The problem is, how do we handle questions as to whether or not we conceived naturally? I am appalled by people we hardly know asking if we did in vitro fertilization.
As a matter of fact, we DID conceive using IVF, after having tried numerous other options. We don't see anything wrong with it nor are we ashamed. But I don't think it is anyone else's business. Please help me respond properly without seeming as rude as those who ask. -- INTRUDED ON IN DALLAS
DEAR INTRUDED ON:
Handle it by saying, "That is a very personal question and I'd rather not discuss it." That an acquaintance would have such little respect for boundaries to ask this question is appalling, I agree.
My mother retired and since I have a degree and background in finance, she asked me to help her get her finances in order. She held low-paying jobs most of her working life, so I was pleasantly surprised to find she had amassed a substantial amount of money in her retirement and other accounts.

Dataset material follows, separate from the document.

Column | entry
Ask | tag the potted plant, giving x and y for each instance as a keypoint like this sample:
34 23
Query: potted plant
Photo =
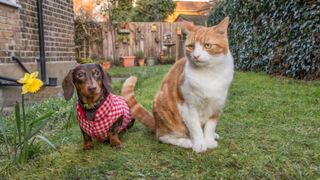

Together, Mom and I developed a budget that will not only pay her bills, but will also give her a certain amount of spending money each month while still allowing her savings to grow. Despite my assurances, she still won't treat herself to dinners out or go on nice vacations even though she says she'd like to do those things. How can I convince her that she deserves those things and she has the money now to enjoy them? -- WANTS THE BEST FOR MOM IN MICHIGAN
DEAR WANTS THE BEST FOR MOM:
Recognize that the habits of a lifetime can be difficult to break. Your mother might be more open to dinners out if you go together. As to the vacations, do some research for her online or talk to a travel agent and get some brochures for vacation spots you think she might enjoy. It doesn't have to be fancy or exotic -- the greatest adventure can start with baby steps. Be patient and you may find she becomes receptive.
I'm one of four guys who go on a men's golf trip every year. There's no infidelity -- just three days of golf and fine dining.
I no longer want to go because I'm tired of being the big brother, the referee and the designated driver while the others get drunk and obnoxious and are oblivious to others around us. I am also a physician who treats them and their families in my medical practice. How do I get out of this mess? I don't want to hurt anyone's feelings. -- THE ODD MAN OUT
DEAR ODD MAN OUT:
An effective way to manage it would be to tell them that the dates they have selected for the golf trip "don't work" for you. You don't have to be specific about why -- it could be a family obligation or something related to your practice that makes you unavailable.
HOWEVER, as their physician, if you know these patients drink to such excess that they become obnoxious, oblivious and a danger behind the wheel, it would be in their interests to talk to them about it during their medical exam because they're a danger to themselves and others.